The second set are patients like Meagan who have a critical disease. Yup, we are responsible for one heck of a lot of medical costs in the last 9 months. Changing our deductible, or co-pay, or showing us a menu of choices and costs wouldn't have made a damn bit of difference. Whatever it takes, whatever the docs need to make a proper diagnosis and address the issues. I am sure everyone would have done the same in our shoes - and thus the problem.

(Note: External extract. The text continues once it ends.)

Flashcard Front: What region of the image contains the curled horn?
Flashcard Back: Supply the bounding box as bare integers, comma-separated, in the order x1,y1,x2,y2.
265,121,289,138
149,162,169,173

The costs will only be driven down by hospitals and insurance companies collaborating and figuring out bulk purchase arrangements, better information transfer and flow, preventative schemes, and the like. The first PET scan machine was darned expensive, it's cheaper now, but it could be way cheaper if the initial order had been in the thousands not tens.

Lastly, I think it's a given that health care costs are going to continue to go up, and people will be happy about consuming a larger part of their disposable income (through premiums and co-pays) in health care. I'd rather buy fewer things and have better health.